The entire balance claimed by the plaintiff is necessarily a part of the $7,500 bonus allowed to him by the action of the directors and stockholders in the meeting of January 16, 1919, and January 23, 1919. It is apparent, therefore, that he plaintiff's alleged cause of action depends upon the validity of that action and upon the further question, assuming that such action was so far valid as to prevent the recovery of the money by the corporation in case it had actually been paid, whether, not having been actually paid, such action constitutes the basis of an action in favor of the plaintiff against the corporation.

Upon the first question suggested, the validity of the bonus allowance to the plaintiff: Two most salutary principles of corporate management are in obstruction: (1) The corporate assets belong to the stockholders; (2) the directors of a corporation are trustees for the stockholders.

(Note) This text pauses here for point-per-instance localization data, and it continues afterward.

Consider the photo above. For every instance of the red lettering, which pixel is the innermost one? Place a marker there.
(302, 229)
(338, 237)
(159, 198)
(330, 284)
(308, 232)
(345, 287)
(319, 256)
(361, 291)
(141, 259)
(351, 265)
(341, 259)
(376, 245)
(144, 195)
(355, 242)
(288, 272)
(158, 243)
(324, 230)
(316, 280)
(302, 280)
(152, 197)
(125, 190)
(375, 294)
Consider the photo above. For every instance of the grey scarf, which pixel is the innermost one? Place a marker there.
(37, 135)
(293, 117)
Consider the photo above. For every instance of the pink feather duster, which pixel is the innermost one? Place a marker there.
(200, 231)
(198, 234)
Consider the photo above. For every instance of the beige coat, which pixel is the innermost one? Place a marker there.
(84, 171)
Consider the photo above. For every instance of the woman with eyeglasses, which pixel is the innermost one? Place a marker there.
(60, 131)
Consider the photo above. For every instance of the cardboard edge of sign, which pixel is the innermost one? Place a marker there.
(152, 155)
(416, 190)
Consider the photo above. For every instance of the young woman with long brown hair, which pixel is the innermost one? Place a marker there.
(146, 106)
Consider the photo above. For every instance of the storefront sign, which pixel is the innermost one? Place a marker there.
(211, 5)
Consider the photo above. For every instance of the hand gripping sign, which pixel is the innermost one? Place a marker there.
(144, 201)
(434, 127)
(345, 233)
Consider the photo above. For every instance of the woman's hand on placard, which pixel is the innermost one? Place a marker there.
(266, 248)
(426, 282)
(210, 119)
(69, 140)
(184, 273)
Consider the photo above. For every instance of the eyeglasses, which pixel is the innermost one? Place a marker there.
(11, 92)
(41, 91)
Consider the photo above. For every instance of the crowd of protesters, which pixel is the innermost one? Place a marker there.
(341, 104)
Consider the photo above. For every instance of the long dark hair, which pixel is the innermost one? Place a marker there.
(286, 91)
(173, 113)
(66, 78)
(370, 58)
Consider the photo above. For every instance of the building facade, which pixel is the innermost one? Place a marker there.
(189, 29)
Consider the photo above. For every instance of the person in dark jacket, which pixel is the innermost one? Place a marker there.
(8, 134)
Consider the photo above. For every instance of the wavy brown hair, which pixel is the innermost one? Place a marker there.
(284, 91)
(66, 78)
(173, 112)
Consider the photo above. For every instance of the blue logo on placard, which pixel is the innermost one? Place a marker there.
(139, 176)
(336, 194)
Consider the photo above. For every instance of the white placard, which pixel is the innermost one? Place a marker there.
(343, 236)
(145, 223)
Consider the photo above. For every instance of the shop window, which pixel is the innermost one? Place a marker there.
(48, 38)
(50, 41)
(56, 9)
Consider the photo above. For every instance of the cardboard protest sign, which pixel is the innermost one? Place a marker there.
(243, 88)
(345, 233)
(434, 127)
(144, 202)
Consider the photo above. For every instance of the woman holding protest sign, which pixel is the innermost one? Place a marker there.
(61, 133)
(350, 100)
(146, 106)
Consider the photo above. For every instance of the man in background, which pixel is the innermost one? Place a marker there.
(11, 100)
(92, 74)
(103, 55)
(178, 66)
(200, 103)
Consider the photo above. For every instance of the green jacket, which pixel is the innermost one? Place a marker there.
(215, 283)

While the minutes of the directors' meeting of January 16, 1919, do not show a formal resolution of the board appropriating the bonuses, they do show a decision by the board that such action should be taken, and that for the purpose of a show of legality a stockholders' meeting be called, no date being fixed, to determine the amount of the allowances. At that meeting on January 23, 1919, to which it does not appear that any stockholder other than the participants were invited, formal action appears to have been taken fixing the amount of allowances. The The stockholders attending that meeting were the same who, as directors, had come to a decision on the 16th. Their action upon its face as stockholders was nothing more or less than their action as directors.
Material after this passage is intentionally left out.